Di sini, kita bukan mengabaikan pentingnya ilmu. Untuk bertakwa, orang harus berilmu. Tapi berilmu, belum tentu bertakwa. Banyak orang berilmu, tapi justru dengan ilmunya ia semakin jelek di sisi Allah. Orang itu serupa Yahudi yang punya ilmu tapi tak mau mengamalkan ilmunya. Ada juga orang yang kurang berilmu tapi utama, karena dengan sedikit ilmu yang ia punya, ia bisa memaksimalkan potensi diri untuk senantiasa bertakwa kepada Allah.

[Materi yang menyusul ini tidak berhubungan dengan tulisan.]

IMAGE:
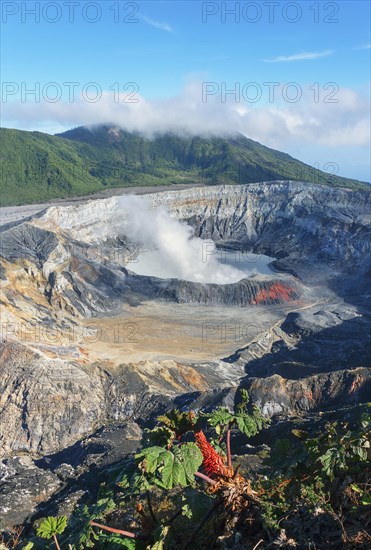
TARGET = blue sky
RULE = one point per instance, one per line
(318, 52)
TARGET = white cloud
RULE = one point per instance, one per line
(299, 56)
(157, 24)
(310, 121)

Intinya, anggapan soal “muslim biasa”, terlalu rancu. Semua orang punya kelebihan dan kekurangan. Tak baik menganggap rendah orang lain, hanya karena dianggap ilmunya tak seberapa.


Apakah menikahi dengan dipoligami (istri kedua/ketiga) punya keutamaan tersendiri? Baik pria yang berpoligami, maupun istri yang dipoligami, sama sekali tak memiliki keutamaan apa-apa dibandingkan muslim atau muslimah lain, bila hanya dilihat dari soal poligaminya. Tapi bisa beroleh keutamaan, pada sisi-sisi yang terkait dengan poligami itu sendiri.

Maksudnya begini. Orang yang berpoligami tak lantas lebih baik, begitu juga wanita yang dipoligami.

Karena poligami sendiri hukumnya beragam, tergantung kondisi pelakunya.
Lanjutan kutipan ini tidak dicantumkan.